Role of DGCR8 in differentiation and function of murine macrophages

One-third of the world population is latently infected with Mycobacterium tuberculosis (Mtb), the causative agent of tuberculosis (TB). Mtb is an intracellular bacterium that developed successful survival strategies to subvert innate and adaptive immune responses and to replicate in host macrophages. The most abundant glycolipid in the cell wall of virulent Mtb is the mycobacterial cord factor (TDM). The cord factor contributes to mycobacterial survival by delaying phagosomal maturation and by inhibiting expression of costimulatory molecules and cytokines. On the other hand, TDM is also recognized by host PRRs and induces important immune responses against mycobacterial infections, including granuloma formation, macrophage activation, and Th1/Th17 adjuvanticity. microRNAs (miRNAs), a class of small, regulatory RNAs, are critically involved in the regulation of innate immune responses against TB. However, there is also emerging evidence that Mtb exploits host miRNAs as immune modulators to avoid detection by the host immune system. In this project, the involvement of miRNA-based regulatory mechanisms in macrophage responses to the mycobacterial cord factor was elucidated.

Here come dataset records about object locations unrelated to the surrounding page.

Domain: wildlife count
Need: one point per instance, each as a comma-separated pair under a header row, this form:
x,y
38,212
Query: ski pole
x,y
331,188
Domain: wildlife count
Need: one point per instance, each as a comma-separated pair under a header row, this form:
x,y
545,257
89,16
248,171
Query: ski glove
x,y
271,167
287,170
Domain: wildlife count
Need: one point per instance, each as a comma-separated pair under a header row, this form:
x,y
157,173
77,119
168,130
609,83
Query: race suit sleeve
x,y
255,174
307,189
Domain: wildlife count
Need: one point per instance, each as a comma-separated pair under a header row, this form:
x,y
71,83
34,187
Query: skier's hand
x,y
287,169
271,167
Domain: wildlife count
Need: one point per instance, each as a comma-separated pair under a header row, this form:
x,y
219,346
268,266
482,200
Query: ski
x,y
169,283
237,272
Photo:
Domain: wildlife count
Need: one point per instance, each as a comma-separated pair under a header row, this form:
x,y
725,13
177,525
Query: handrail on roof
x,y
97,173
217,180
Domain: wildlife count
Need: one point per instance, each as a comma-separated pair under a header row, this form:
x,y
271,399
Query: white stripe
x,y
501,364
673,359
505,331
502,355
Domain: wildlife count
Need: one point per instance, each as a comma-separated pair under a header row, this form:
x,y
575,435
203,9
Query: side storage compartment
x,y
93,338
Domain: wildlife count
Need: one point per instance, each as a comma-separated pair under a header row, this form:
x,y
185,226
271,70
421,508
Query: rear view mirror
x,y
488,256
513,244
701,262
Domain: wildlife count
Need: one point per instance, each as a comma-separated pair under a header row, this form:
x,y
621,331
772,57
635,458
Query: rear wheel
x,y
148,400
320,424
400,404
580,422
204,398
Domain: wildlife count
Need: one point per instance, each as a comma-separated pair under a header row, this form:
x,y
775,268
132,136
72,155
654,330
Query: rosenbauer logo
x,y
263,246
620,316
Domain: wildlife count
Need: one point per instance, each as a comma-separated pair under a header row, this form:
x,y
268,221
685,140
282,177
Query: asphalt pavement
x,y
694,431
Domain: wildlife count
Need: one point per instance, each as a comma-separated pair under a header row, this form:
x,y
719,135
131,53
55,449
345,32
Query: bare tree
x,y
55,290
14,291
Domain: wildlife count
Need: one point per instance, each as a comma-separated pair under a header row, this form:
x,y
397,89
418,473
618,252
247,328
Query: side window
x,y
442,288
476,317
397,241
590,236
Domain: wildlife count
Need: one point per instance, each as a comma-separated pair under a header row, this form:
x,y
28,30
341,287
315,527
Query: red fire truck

To this end, DGCR8-deficient bone marrow-derived macrophages (BMM) with a block in miRNA biogenesis were generated by conditional and inducible deletion of DGCR8 during in vitro macrophage differentiation of DGCR8fl/fl ROSA26-CreERT2+/- bone marrow progenitors. DGCR8 deficiency did not interfere with BMM differentiation or the capacity for phagocytosis and IL-6 production, yet it remarkably affected mature BMM numbers. Further, RNA sequencing analyses of gene expression profiles revealed a modest, though consistent type I IFN signature in resting DGCR8-/- BMM. TDM stimulation further increased expression of respective IFN-stimulated genes (ISGs) and induced additional ISGs as well as IFNb itself. As hyperinduction of ISGs could be largely reversed by neutralizing antibodies to type I interferons, overexpression of those genes can be, at least partially, explained by TDM-induced IFNb in DGCR8-/- BMM. In summary, this work shows that DGCR8 is dispensable for BMM maturation and the capacity for phagocytosis and IL-6 production in vitro, whereas it is required for BMM growth during differentiation. Moreover, DGCR8 and/ or miRNAs play a critical role in curbing macrophage responses to TDM and in avoiding an unintended expression of IFNb and ISGs.